Editorial for BBRC lipidomics special issue

The ability to analyze large numbers of lipids and metabolites has greatly advanced the understanding of their biochemical functions and roles in disease, but has also created challenges of scale. This mini review series covers areas of bioactive lipid metabolism and research that have been particularly impacted by these new technologies, and their potential to transform precision medicine. Metabololipidomics provides a system based technology to interrogate the bioactive mediators, their pathways and further metabolites involved in animal and human physiology and pathophysiology. In this elegant review, Norris and Serhan [1] describe novel metabololipidomic approaches using mass spectrometry for the identification and profiling of proresolving lipid mediators that control inflammation, particularly in blood coagulation and in solid tumors. Saeki et al. [2] described a LC-MS/MS improved multiplex method to simultaneously profile almost 100 bioactive lipids in different dendritic cell subsets. This timely review by Wood et al. [3] is on the limitations of the use of high resolution lipidomics for identification of biomarkers and how biomarkers should be validated by targeted, quantitative assays. Future research needs to address these topics as they are essential for the translation of biomarker research to clinical practice. In this context, Lee and colleagues [4] in their review also summarized current limitations and challenges of LC-ESI-MS/MS targeted lipidomics and non-targeted lipidomics.
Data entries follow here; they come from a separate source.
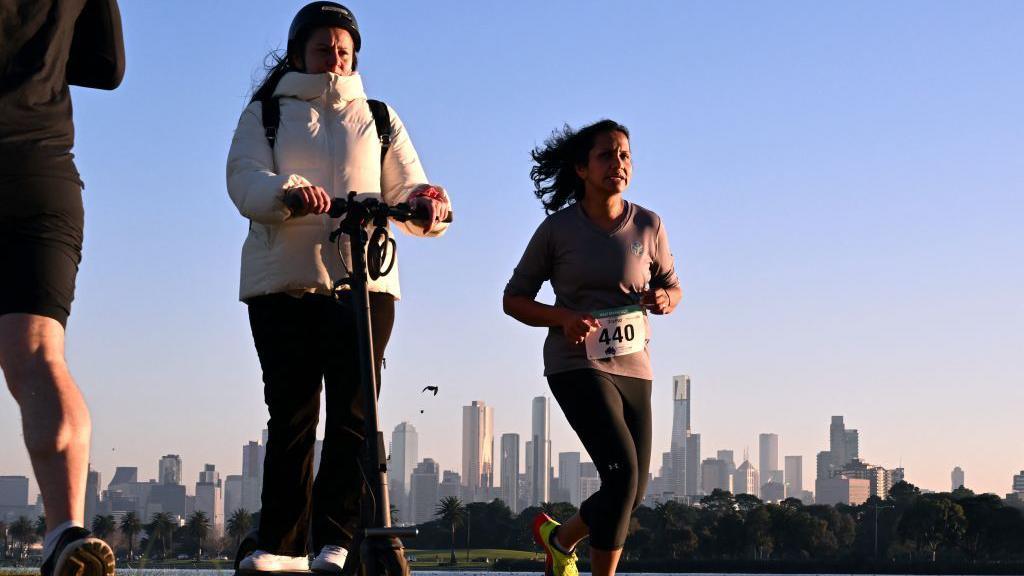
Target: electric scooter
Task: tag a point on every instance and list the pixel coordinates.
(379, 545)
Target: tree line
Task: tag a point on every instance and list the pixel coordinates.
(161, 538)
(906, 526)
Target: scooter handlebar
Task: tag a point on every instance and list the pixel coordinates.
(339, 206)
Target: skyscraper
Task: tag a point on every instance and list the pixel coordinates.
(252, 476)
(838, 442)
(510, 470)
(568, 476)
(541, 457)
(423, 491)
(768, 454)
(692, 464)
(403, 455)
(478, 450)
(852, 446)
(747, 480)
(729, 458)
(92, 484)
(1018, 486)
(680, 434)
(823, 465)
(715, 476)
(210, 497)
(794, 476)
(957, 478)
(232, 494)
(170, 469)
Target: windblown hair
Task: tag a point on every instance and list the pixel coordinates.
(555, 180)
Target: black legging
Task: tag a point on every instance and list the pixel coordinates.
(302, 342)
(611, 416)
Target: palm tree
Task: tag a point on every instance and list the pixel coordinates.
(239, 525)
(198, 528)
(161, 528)
(452, 510)
(3, 539)
(130, 527)
(103, 526)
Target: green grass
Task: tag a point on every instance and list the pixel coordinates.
(433, 559)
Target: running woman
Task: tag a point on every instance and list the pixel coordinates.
(609, 263)
(46, 45)
(326, 145)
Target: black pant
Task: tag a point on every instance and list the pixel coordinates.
(302, 342)
(611, 416)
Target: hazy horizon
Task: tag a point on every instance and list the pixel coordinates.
(841, 182)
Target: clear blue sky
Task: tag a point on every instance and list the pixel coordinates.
(841, 182)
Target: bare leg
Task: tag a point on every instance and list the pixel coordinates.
(54, 418)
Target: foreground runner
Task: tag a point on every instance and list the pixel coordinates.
(46, 45)
(608, 262)
(324, 145)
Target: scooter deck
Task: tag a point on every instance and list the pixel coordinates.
(289, 573)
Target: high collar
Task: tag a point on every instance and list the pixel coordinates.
(330, 86)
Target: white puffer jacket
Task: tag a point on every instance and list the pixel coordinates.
(327, 137)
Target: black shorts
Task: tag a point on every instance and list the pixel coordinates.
(41, 221)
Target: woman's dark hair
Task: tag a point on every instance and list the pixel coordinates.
(276, 64)
(555, 180)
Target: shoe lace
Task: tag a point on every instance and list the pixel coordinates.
(567, 565)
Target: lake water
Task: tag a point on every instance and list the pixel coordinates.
(167, 572)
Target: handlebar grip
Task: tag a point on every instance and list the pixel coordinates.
(419, 215)
(292, 202)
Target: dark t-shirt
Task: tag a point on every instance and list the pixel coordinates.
(591, 270)
(44, 46)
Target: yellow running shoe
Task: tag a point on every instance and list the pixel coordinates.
(558, 564)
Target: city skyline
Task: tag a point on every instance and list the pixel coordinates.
(840, 183)
(487, 481)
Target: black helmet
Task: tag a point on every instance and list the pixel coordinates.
(317, 14)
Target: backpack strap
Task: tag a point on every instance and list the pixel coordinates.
(382, 120)
(271, 119)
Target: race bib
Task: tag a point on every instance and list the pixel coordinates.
(623, 331)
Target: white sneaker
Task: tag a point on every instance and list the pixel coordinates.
(262, 561)
(331, 559)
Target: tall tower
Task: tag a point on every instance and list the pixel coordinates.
(692, 464)
(957, 478)
(210, 497)
(768, 454)
(838, 442)
(478, 449)
(252, 476)
(680, 434)
(170, 469)
(747, 480)
(852, 446)
(404, 453)
(541, 457)
(510, 470)
(568, 476)
(423, 492)
(794, 476)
The tumor microenvironment is now receiving much attention for its roles in regulating tumor progression and metastasis. Patterson et al. [5] highlighted the importance of abnormal lipid metabolism in tumors and their microenvironment in tumor progression, especially in the less well understood process of lipophagy due to aberrant degradation of lipids via autophagy. The review by Miyazaki et al. [6] is an update on lipidomics analysis related to cardiovascular diseases conditions that are generally caused by blocked blood vessels that can lead to a heart attack. There is a special emphasis in this review on the identification of biomarkers to potentially predict cardiovascular events in younger patients. Herr et al. [7] first discussed how advances in high throughput mass spectrometry have led to detailed lipidomic profiles in large cohorts of clinical samples. In part 2, these authors [8] discussed the potential impact of sphingolipidomics from large cohorts of patients on patient care and diagnosis. The review by Cowart and colleagues [9] discusses the use of targeted sphingolipidomics in non-alcoholic fatty liver disease in animal models and human patient samples. While most data thus far are derived from targeted lipidomics approaches, unbiased, semi-quantitative approaches hold additional promise for furthering our understanding of sphingolipids as biomarkers of and players in non-alcoholic fatty liver disease, that is now emerging as a major clinical concern. Griffiths et al. [10] reviewed targeted lipidomic approaches that have been used to make some recent discoveries in the biochemistry of oxysterols including regulation of innate and adaptive immune systems and their roles in tumor suppression. The review by Fuller and Futerman [11] is focused on dyshomeostasis of membrane lipids in neurodegenerative lysosomal storage disorders, and discusses perturbations of lipid metabolism and effects on neuronal membranes that impair their functions.